News & Politics

The White House Response to the TJ Ducklo Story Should Remind Reporters: Press Staff Are Not Your Friends

He got a one-week suspension for alleged awful behavior. So much for the Biden administration's "deep respect" for the press.

Photograph via C-Span.

When White House press secretary Jen Psaki gave her first briefing on January 20, she said she possessed “deep respect for the role of a free and independent press in our democracy and for the role all of you play.” Even when the administration didn’t appreciate examination, she said, “we have a common goal, which is sharing accurate information with the American people.”

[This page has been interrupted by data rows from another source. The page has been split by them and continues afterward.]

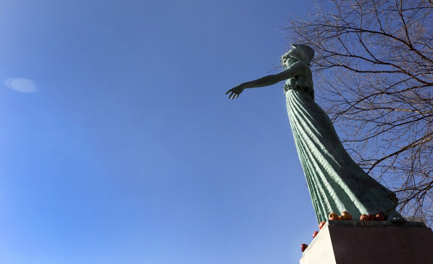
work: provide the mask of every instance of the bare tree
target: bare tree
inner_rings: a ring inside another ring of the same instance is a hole
[[[352,158],[433,223],[433,1],[315,3],[284,28],[316,52],[317,101]]]

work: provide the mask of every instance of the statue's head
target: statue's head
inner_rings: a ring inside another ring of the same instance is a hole
[[[314,57],[314,51],[310,47],[302,44],[294,44],[292,49],[281,56],[281,63],[284,67],[289,67],[299,61],[305,62],[310,65],[310,62]]]

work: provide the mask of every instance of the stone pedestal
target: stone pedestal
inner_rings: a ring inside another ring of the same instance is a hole
[[[433,232],[422,222],[329,221],[301,264],[432,264]]]

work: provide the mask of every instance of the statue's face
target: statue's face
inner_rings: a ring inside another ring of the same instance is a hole
[[[291,66],[292,64],[296,63],[297,61],[298,61],[294,58],[289,57],[284,59],[284,61],[283,61],[283,64],[285,67],[288,68],[289,67]]]

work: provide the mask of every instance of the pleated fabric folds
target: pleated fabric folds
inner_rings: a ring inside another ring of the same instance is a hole
[[[328,115],[307,92],[285,92],[287,113],[318,223],[330,213],[395,214],[395,194],[350,158]]]

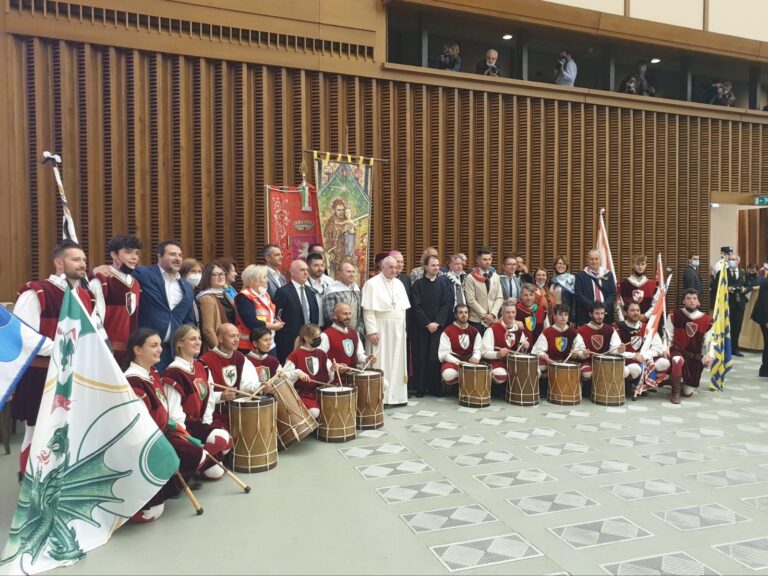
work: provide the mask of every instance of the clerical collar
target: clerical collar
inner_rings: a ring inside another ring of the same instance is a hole
[[[229,354],[227,354],[226,352],[224,352],[224,350],[222,350],[222,349],[221,349],[221,348],[219,348],[218,346],[216,346],[215,348],[213,348],[213,349],[211,350],[211,352],[215,352],[216,354],[218,354],[218,355],[219,355],[219,356],[221,356],[222,358],[232,358],[232,355],[234,354],[234,352],[230,352]]]
[[[195,361],[192,360],[192,362],[185,360],[181,356],[176,356],[173,359],[173,362],[171,362],[169,368],[181,368],[185,372],[194,373],[195,372]]]

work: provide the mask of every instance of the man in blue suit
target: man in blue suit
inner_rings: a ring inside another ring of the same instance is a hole
[[[587,253],[587,267],[576,274],[576,325],[590,321],[589,313],[595,302],[605,304],[605,323],[613,324],[616,303],[616,280],[613,273],[600,266],[600,252]]]
[[[165,240],[157,247],[155,266],[137,266],[133,276],[141,284],[139,326],[152,328],[163,339],[163,355],[155,366],[160,372],[173,360],[173,334],[182,324],[195,324],[192,287],[181,279],[181,246]]]
[[[285,364],[288,354],[293,351],[299,329],[304,324],[317,324],[320,319],[317,297],[308,280],[307,263],[304,260],[294,260],[291,262],[291,281],[278,288],[272,299],[275,309],[279,311],[278,316],[285,322],[283,329],[278,330],[275,335],[280,364]]]

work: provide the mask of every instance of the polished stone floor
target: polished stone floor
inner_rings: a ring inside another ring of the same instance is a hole
[[[619,408],[423,398],[307,439],[131,525],[61,574],[768,574],[768,379]],[[16,442],[19,436],[15,437]],[[0,543],[17,495],[0,457]]]

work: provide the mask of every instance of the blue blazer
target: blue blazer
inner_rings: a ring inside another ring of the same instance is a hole
[[[616,284],[613,279],[613,273],[608,272],[605,280],[593,278],[584,270],[576,274],[576,325],[581,326],[589,322],[589,313],[592,311],[592,304],[595,303],[594,284],[598,284],[603,293],[605,304],[605,323],[613,324],[613,307],[616,303]],[[571,313],[571,317],[574,315]]]
[[[168,325],[171,325],[170,338],[182,324],[196,325],[193,309],[195,297],[192,287],[179,279],[181,286],[181,301],[171,310],[168,297],[165,295],[165,280],[160,266],[137,266],[133,276],[141,285],[141,302],[139,303],[139,326],[152,328],[160,333],[165,340]]]
[[[309,322],[311,324],[317,324],[320,320],[320,309],[317,306],[317,298],[309,285],[309,282],[305,284],[307,292],[307,302],[309,304]],[[275,292],[275,297],[272,299],[272,303],[275,305],[275,311],[280,311],[280,317],[285,326],[282,330],[278,330],[275,333],[275,344],[277,345],[277,358],[280,360],[280,364],[285,364],[285,359],[293,351],[293,344],[296,340],[296,336],[299,335],[299,330],[304,326],[304,311],[301,309],[301,300],[299,299],[299,293],[293,282],[288,282],[285,286],[281,286]]]

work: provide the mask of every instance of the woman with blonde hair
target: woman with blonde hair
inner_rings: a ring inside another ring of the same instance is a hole
[[[298,380],[295,380],[296,392],[315,418],[320,416],[317,387],[331,382],[335,376],[335,364],[318,348],[321,343],[320,332],[320,326],[317,324],[304,324],[299,329],[296,348],[288,354],[283,366],[291,380],[298,377]]]
[[[568,271],[568,260],[558,256],[552,264],[552,278],[549,280],[549,290],[555,298],[555,304],[567,304],[573,314],[576,296],[576,276]]]
[[[235,296],[237,311],[237,329],[240,331],[238,349],[248,354],[254,349],[251,342],[251,332],[256,328],[266,328],[272,332],[272,348],[269,353],[277,356],[274,336],[276,330],[281,330],[285,323],[275,317],[275,305],[267,291],[269,285],[269,268],[251,264],[240,275],[243,289]]]

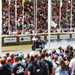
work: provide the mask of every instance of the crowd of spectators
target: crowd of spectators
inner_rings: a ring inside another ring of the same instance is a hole
[[[3,34],[32,33],[35,30],[38,33],[47,32],[48,0],[37,0],[37,15],[34,13],[34,0],[26,0],[24,5],[22,4],[22,1],[23,0],[2,0]],[[72,0],[71,21],[71,0],[62,0],[60,20],[60,0],[52,0],[52,21],[56,23],[57,26],[54,27],[52,25],[51,32],[75,31],[74,10],[75,1]],[[37,23],[34,22],[34,14],[37,17]]]
[[[75,50],[68,46],[51,51],[7,53],[0,57],[1,75],[75,75]]]

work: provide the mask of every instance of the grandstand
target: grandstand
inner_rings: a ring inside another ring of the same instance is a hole
[[[72,42],[75,39],[75,1],[51,0],[50,24],[48,3],[48,0],[2,0],[2,45],[31,45],[35,35],[43,40],[46,36],[49,43],[49,40],[56,42],[66,38]]]

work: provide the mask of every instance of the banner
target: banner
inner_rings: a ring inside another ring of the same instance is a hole
[[[16,43],[17,38],[16,37],[11,37],[11,38],[4,38],[4,43]]]
[[[28,36],[24,36],[24,37],[19,37],[19,42],[30,42],[31,38]]]

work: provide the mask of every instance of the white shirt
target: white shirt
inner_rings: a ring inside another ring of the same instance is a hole
[[[71,68],[71,75],[74,73],[75,71],[75,58],[73,58],[71,61],[70,61],[70,64],[69,64],[69,67]]]

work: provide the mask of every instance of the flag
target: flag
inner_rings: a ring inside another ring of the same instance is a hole
[[[24,5],[24,3],[26,2],[27,0],[22,0],[22,6]]]
[[[62,4],[62,0],[60,0],[60,7],[62,7],[62,5],[63,5],[63,4]]]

That goal apparently does not apply when the press asks about Psaki’s staffers dating a journalist who covers the administration.

As Caleb Ecarma reports in Vanity Fair, Psaki’s deputy TJ Ducklo threatened Politico reporter Tara Palmeri when she looked into his relationship with Axios reporter Alexi McCammond. Ducklo, Ecarma writes, “tried to intimidate Palmeri by phone in an effort to kill the story,” threatening her by saying ” “I will destroy you,” and accused her of being jealous that 1) “an unidentified man in the past had ‘wanted to fuck’ McCammond ‘and not you”; and also said Palmeri was “’jealous’ of his relationship with McCammond.”

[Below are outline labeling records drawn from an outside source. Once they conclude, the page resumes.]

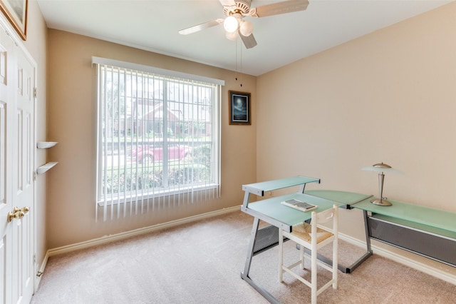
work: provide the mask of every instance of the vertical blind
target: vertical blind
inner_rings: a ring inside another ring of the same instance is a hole
[[[218,198],[223,83],[110,59],[94,57],[93,62],[96,218]]]

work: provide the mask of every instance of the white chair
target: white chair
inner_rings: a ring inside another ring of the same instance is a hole
[[[319,224],[332,221],[333,230],[329,231],[326,228],[322,228]],[[317,227],[318,226],[318,227]],[[331,209],[316,213],[315,211],[311,213],[311,221],[309,224],[307,223],[301,223],[299,225],[293,226],[291,233],[286,232],[279,229],[279,280],[283,281],[283,274],[286,272],[290,273],[294,278],[297,278],[311,290],[311,303],[316,303],[316,297],[322,291],[328,288],[332,285],[333,288],[337,288],[337,236],[338,236],[338,206],[333,205]],[[285,266],[284,265],[284,237],[289,238],[290,240],[299,244],[299,260],[290,265]],[[317,259],[318,250],[326,245],[333,243],[333,265],[325,263],[324,262]],[[291,269],[301,265],[301,269],[304,269],[304,255],[309,256],[305,252],[304,248],[311,250],[311,280],[304,279],[302,276],[294,273]],[[332,278],[320,289],[317,289],[317,271],[316,267],[320,265],[324,269],[332,273]]]

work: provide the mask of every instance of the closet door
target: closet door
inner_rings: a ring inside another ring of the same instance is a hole
[[[35,67],[0,29],[0,303],[28,303],[35,278]]]
[[[12,226],[8,214],[13,206],[13,162],[11,137],[14,136],[13,71],[9,66],[14,44],[0,26],[0,303],[12,303]],[[11,133],[11,135],[10,135]]]

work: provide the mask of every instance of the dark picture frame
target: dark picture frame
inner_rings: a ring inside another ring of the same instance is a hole
[[[229,124],[250,125],[250,93],[230,91]]]
[[[27,14],[28,0],[0,0],[0,11],[19,34],[27,39]]]

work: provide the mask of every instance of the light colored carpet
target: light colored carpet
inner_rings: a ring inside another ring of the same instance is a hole
[[[252,222],[235,212],[51,257],[31,303],[266,303],[240,276]],[[286,260],[298,256],[291,242],[285,247]],[[363,253],[342,241],[340,248],[343,265]],[[277,247],[254,256],[250,277],[283,303],[309,303],[303,283],[288,274],[279,283],[277,263]],[[375,255],[338,273],[338,288],[319,303],[456,303],[455,285]]]

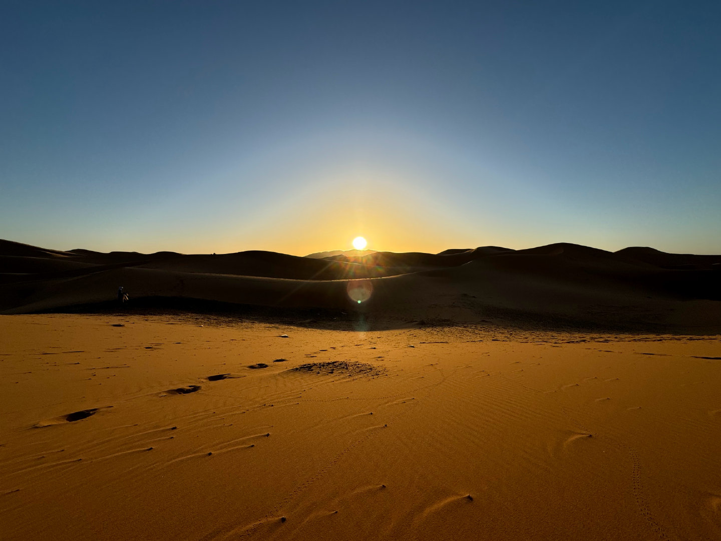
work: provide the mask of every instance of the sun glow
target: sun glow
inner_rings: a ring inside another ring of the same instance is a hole
[[[356,237],[353,239],[353,247],[355,250],[363,250],[368,245],[368,242],[363,237]]]

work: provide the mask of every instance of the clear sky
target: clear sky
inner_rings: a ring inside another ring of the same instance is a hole
[[[0,238],[721,253],[721,2],[0,9]]]

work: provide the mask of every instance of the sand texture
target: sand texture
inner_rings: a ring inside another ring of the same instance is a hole
[[[718,337],[0,330],[4,540],[721,538]]]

The White House’s response? It suspended Ducklo for one week without pay, and forbade him to deal with Politico reporters in the future.

Palmeri was lead author on Tuesday’s edition of Politico’s Playbook, which outlined both the White House and Axios’s bumbling responses to her questions about the relationship after People offered the couple a soft-focus feature on Monday night, in what sure looks like an attempt to get ahead of the story.

Palmeri wrote:

Reached by phone late last month, Axios co-founder JIM VANDEHEI, who also co-founded POLITICO, said he was “pretty removed from who [McCammond] dates.” When pressed, he said he did know “a little bit about it.” He added: “She’s not covering him. Well, maybe she talks about him on TV.”

After Ducklo allegedly threatened Palmeri, Ecarma reports, Psaki and two other administration officials had conversations with Politico brass about the call, agreeing that he would apologize but also criticizing Palmeri “of breaking an off-the-record agreement” with Ducklo by telling her editors about the call. He did eventually apologize. McCammond remains at Axios, covering progressives and Vice President Harris. Her Twitter account is currently set to private.

Biden told his appointees on January 20 that if he were ever to “treat another colleague with disrespect” or “talk down to someone” that he would “fire you on the spot.” For many people in Washington, including journalists who’ve spent four years being lied to and gaslit by the Trump administration, that was a welcome break. Trump blew into town with a gust of lies and left two weeks after his untruths gathered enough force to nearly knock over the US Capitol. So it’s perhaps understandable that journalists gave Biden’s team a break for “Psaki bombs” when she “dunked on” a reporter, just as the Trump administration’s boorishness helped people develop amnesia about just how bad the Obama administration was with the press.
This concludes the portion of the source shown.